Sunday, March 7, 2010

Week 5: RSS and Google Reader

What a great TOOL!!! I can't believe how much easier RSS has made my life online. Having all the webites that I frequent in one place like 'bookmarks' is one thing, but being able to organize the feeds that you get into your Google Reader saves so much surfing time that I have more real life time with my family.  What I like best about the Google Reader is the ability to build and organize folders for all of the feeds you subscribe to becuase what I found after a week of finding RSS feeds, was that they all fell into 4 or 5 categories. Even if the page didn't have an RSS option, just by cutting and pasting the URL into the 'Add a Subscription' button in the upper left hand corner of the screen had Google make a feed for that page to notify you of any changes to the pages.

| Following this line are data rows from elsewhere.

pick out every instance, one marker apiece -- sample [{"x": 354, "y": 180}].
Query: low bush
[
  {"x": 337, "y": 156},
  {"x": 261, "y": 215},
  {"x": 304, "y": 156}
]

Musical artists, online streaming concert sites and concert touring sites went into one of my Reader folders, so if any updates were made to pages of my favorite artists were made, I was pushed the info right away. The same went for all the other sports, language arts, even united discovery streaming sites that I frequent at home and at school were all there in my Reader. If I didn't want to keep the feed, It's easy enough to delete. I really like the way that Goggle makes up nice blocks of information for you in the Reader, complete with headlines, graphics and links right at your fingertips. Even for the pages without true RSS feeds, Goggle does an amazing job at creating great, reader-friendly previews of the updates made to your favorite sites.
Having students organize there own interest through RSS feeds and Reader pages could really help me bring their literature circles to cyber-space. ALl it would really take would be for the students to create a gmail account, then create a Blog on Blogger about the book their group chooses. Then, each of the group members could subscribe to their other group members to answer questions about the novel, share ideas, and offer insight at their own speed. Even if it was something that only a few students could do at first to try out, it seems like a medium that would appeal to all of them.